CATANIA – L’Assemblea degli Enti dei Soci del Teatro Stabile, ovvero Comune, Regione e Provincia, ha approvato il bilancio preventivo 2016.

“Sulla base dell’approvazione di quest’atto – dichiara l’assessore ai saperi e alla bellezza condivisa del Comune di Catania Orazio Licandro – che non prevede tagli per i lavoratori, così come aveva chiesto il sindaco Bianco, si potrà dar corso agli impegni assunti nell’incontro svoltosi in Prefettura uscendo dall’impasse e pagando gli stipendi arretrati. I tagli hanno riguardato dunque tutte le spese non necessarie in un momento di grave crisi come quella attraversata dal teatro”.

“Sulla base dell’approvazione di quest’atto – ha detto l’assessore alla Cultura Orazio Licandro, il quale ha rappresentato l’ente nell’assemblea – che non prevede tagli per i lavoratori, così come aveva chiesto il sindaco Bianco, si potrà dar corso agli impegni assunti nell’incontro svoltosi in Prefettura uscendo dall’impasse e pagando gli stipendi arretrati. I tagli hanno riguardato dunque tutte le spese non necessarie in un momento di grave crisi come quella attraversata dal teatro”.

“C’è grande soddisfazione – ha detto Bianco – per questo primo importante passo compiuto per superare le difficoltà.

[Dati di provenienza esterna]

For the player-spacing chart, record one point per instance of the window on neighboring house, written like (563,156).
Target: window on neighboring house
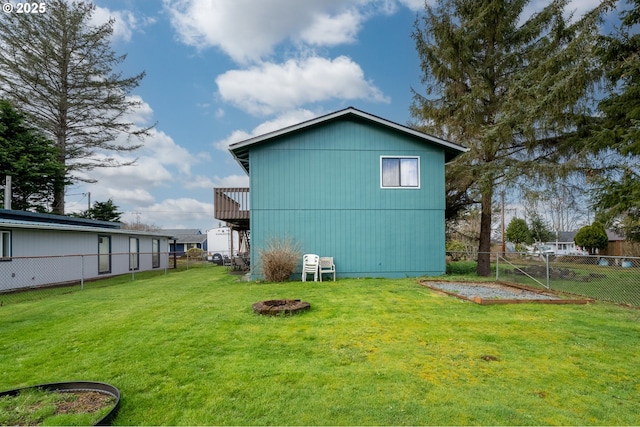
(5,245)
(134,253)
(104,254)
(155,253)
(399,172)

L’Amministrazione comunale continuerà a seguire con attenzione le vicende dello Stabile, teatro che rappresenta l’identità stessa di Catania, per metterlo definitivamente ‘in sicurezza’. Molto importante è stata anche l’approvazione da parte del Teatro Massimo Bellini del consuntivo 2014 e la presentazione delle linee guida del Bilancio preventivo 2016. Un Bellini che già mostra significativi miglioramenti in termini di qualità e di partecipazione del pubblico”.

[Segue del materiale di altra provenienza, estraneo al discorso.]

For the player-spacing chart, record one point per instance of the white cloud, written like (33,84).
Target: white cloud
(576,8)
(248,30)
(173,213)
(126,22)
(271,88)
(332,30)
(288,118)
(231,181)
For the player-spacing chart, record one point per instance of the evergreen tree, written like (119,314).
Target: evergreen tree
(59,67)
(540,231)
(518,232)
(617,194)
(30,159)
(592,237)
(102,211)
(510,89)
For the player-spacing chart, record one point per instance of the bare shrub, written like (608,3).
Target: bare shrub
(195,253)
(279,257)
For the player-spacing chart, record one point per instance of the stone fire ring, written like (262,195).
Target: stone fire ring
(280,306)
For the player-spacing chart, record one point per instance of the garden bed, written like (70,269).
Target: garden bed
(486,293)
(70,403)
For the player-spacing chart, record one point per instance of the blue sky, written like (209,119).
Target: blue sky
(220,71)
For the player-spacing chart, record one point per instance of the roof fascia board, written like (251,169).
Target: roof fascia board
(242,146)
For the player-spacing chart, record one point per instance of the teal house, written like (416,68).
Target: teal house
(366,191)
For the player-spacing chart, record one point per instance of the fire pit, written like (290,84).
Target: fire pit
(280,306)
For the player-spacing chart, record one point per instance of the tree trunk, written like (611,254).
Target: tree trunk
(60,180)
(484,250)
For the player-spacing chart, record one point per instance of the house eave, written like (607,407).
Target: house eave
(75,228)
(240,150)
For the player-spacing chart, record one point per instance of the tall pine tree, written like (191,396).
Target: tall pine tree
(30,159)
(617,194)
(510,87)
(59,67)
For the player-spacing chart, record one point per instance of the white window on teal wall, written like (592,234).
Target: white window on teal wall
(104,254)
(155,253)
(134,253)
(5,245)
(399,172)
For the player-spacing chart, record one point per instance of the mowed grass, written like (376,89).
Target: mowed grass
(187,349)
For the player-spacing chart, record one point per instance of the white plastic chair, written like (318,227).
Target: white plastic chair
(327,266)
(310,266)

Notizia accolta positivamente dall’assessore al Turismo, Anthony Barbagallo. “Accolgo con grande soddisfazione l’approvazione da parte del cda dello Stabile del bilancio preventivo 2016, cosa che consentirà agli uffici dell’assessorato di poter liquidare l’anticipo del contributo ordinario per l’anno in corso”.

“Questo, unitamente al pagamento del Furs 2015, grazie all’intervento sostitutivo sulla rateizzazione del debito con l’Inps che l’assessorato effettuerà la prossima settimana, consentirà nell’immediato di dare respiro ai lavoratori, che è la mia prima preoccupazione – conclude – Fatto questo, procederemo con il piano di risanamento finanziario dei conti del teatro, condizione indispensabile per garantire allo Stabile un futuro all’altezza della sua storia e tradizione”.